Ma perché scomparire è un’arte?
«Perché si tratta, in definitiva, di scegliere il buon momento per farlo. E l’arte è appunto la scelta del momento giusto. Non è un gesto morale, non è la vecchia discrezione aristocratica, intesa come buona educazione, savoir vivre, cortesia. Si tratta di un gesto assolutamente volontario e direi anche politico».
Appunto: dal suo saggio si evince che nella società contemporanea la discrezione sia una forma di dissidenza o addirittura di resistenza.
«Imparare a rendersi impercettibili o a godere della propria sparizione non è un’alternativa alla politica tradizionale, ma è forse il solo mezzo per riuscire a sopportarla. Uno dei drammi della vita politica di oggi è che i comunicatori hanno preso il potere e hanno trasformato la politica in messinscena».
Ma se oggi la politica è storytelling, come teorizza il suo collega Christian Salmon, è un po’ difficile pensare a una politica discreta.
«Bisogna però vedere i risultati. Prenda la Francia di oggi. I socialisti hanno vinto le elezioni nel 2012, ma non avevano alcun programma e hanno cercato di nasconderlo con una serie di annunci. Mancava e manca del tutto una politica dal basso, quella che si vede poco, che si fa nel quotidiano, con le associazioni e con la gente. Le politiche efficaci sono quelle discrete. Come dimostra il gran successo del neofascismo francese».

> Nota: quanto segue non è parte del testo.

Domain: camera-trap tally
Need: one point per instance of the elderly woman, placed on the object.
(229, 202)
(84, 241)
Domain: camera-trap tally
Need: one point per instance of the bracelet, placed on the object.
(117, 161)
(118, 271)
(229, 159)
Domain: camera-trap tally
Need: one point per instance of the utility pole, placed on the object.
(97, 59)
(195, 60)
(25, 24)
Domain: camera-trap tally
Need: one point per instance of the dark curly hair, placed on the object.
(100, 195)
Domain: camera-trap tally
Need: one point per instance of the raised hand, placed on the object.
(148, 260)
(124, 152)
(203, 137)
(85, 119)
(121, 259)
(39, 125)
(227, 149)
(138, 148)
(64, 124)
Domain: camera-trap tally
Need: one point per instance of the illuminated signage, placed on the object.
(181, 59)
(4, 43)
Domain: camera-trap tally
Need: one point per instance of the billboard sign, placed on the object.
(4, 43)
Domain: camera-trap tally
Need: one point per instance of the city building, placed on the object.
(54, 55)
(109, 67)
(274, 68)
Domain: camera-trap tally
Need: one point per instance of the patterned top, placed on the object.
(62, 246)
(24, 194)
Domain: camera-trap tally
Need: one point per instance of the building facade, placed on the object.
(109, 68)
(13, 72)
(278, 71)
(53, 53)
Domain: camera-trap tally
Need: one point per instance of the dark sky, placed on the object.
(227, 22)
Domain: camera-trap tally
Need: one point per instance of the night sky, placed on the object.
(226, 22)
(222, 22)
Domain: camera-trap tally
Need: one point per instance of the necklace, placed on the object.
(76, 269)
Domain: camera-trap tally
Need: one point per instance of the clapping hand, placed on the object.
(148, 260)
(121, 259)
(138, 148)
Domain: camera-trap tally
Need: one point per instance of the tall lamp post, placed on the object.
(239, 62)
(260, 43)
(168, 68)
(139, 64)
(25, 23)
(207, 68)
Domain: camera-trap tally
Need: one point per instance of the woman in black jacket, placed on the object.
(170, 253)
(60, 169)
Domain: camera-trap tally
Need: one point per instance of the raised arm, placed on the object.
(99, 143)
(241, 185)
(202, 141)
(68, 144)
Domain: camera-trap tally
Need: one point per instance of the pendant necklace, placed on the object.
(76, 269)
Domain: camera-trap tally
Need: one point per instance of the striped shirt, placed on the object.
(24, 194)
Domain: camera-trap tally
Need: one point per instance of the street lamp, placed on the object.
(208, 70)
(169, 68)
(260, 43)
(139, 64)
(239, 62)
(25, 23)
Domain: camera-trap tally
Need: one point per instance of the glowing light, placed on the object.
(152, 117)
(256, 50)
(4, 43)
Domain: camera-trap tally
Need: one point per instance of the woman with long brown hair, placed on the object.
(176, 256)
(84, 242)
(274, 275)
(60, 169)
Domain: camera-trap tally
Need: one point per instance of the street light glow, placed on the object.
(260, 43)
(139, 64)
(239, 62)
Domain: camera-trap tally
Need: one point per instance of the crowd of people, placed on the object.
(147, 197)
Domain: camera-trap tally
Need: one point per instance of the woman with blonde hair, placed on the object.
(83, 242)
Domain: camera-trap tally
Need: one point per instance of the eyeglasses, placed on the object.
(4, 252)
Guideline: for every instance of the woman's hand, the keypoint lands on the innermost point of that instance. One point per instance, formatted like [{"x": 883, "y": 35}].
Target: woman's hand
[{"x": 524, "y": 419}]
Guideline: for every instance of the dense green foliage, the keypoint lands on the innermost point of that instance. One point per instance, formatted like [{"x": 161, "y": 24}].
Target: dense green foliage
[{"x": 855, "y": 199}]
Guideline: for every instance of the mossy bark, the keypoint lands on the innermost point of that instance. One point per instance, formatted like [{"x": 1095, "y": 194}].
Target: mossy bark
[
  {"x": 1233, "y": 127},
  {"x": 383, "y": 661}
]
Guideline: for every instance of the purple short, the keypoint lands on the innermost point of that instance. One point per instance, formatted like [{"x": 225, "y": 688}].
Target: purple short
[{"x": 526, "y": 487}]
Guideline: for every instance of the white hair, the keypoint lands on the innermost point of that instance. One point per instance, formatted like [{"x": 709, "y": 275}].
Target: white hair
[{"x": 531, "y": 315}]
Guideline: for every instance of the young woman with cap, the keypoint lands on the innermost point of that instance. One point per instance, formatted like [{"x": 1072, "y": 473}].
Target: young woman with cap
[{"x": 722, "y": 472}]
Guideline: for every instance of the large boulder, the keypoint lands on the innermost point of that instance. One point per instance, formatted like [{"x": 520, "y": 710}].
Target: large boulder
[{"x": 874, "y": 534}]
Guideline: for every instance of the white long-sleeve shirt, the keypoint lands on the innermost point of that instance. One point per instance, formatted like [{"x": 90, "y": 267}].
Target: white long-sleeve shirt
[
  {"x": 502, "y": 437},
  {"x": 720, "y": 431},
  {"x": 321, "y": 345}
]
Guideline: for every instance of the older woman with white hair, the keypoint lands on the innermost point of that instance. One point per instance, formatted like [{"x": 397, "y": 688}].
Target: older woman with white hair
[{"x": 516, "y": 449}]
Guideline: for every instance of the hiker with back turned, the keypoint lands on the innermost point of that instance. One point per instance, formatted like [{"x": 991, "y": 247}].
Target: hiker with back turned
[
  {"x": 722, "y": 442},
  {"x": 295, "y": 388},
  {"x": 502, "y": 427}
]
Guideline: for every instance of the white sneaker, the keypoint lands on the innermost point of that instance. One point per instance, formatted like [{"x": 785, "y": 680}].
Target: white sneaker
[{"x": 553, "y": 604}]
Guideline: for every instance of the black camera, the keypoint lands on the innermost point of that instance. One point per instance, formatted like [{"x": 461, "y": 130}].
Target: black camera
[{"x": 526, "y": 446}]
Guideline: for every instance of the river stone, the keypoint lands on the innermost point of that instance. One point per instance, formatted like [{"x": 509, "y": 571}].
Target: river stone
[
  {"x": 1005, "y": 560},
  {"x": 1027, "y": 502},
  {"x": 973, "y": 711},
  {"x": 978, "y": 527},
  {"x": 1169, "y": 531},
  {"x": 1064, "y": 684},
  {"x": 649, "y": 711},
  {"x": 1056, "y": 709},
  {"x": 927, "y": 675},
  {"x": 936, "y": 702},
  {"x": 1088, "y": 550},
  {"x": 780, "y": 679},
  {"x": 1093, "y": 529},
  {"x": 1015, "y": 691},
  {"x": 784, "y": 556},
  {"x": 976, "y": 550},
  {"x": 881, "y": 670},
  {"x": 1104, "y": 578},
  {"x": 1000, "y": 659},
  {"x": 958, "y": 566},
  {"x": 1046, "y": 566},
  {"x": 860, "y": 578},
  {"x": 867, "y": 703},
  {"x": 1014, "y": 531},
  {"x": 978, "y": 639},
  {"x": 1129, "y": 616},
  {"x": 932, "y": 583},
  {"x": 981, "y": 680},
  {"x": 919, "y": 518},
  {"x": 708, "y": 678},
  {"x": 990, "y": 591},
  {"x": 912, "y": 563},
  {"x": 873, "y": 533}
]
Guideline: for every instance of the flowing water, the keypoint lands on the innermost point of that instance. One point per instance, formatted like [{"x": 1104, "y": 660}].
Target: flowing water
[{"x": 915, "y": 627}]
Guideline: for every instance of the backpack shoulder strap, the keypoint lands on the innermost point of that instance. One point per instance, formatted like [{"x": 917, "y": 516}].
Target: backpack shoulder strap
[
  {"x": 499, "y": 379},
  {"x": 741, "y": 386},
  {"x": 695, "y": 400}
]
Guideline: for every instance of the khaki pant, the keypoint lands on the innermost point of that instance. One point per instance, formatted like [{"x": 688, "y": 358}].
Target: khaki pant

Intende il Front national di madame Le Pen?
«Sì. Il suo è l’unico partito che lavora sul terreno, che ascolta le persone, che fa insomma quel che dovrebbe fare la gauche. E infatti vince. Il Fn non è solo comizi reboanti. Dietro la sua crescita c’è una politica capillare, diffusa e poco vistosa. Discreta, insomma».
Alla fine, pare di capire che lo show non debba necessariamente andare avanti.
«Lo farà ancora, credo. Ma il continuo spettacolo del mondo ha necessariamente bisogno di quelle che nel mio saggio chiamo “anime discrete”. Perché ci sia una parola, è indispensabile che ci sia qualcuno che l’ascolta. Se qualcuno parla, qualcun altro deve tacere. Questa asimmetria è indispensabile. “Nella tua battaglia con il mondo, asseconda il mondo”, diceva Kafka. Quando non lo farà più nessuno, allora davvero il mondo scomparirà».
Ultima domanda: perché i francesi si appassionano tanto alla filosofia e ai filosofi?
«Potrei dare una risposta istituzionale: perché la filosofia è una delle poche materie obbligatorie in tutte le scuole superiori, cioè non solo nei licei, ma anche negli istituti tecnici».
E la risposta non istituzionale?
«E’ tutta colpa di Voltaire. È lui ad aver inventato la figura di un “filosofo” che in realtà non parla affatto di filosofia, ma commenta l’attualità, tutta, politica, sociale, artistica, alimentando il perpetuo dibattito francese. Così vengono etichettati come “filosofi” persone che in effetti non lo sono affatto, tipo Jean-Paul Sartre ieri o Bernard-Henri Lévy oggi. In questo senso, in Francia i filosofi tutto sono meno che discreti».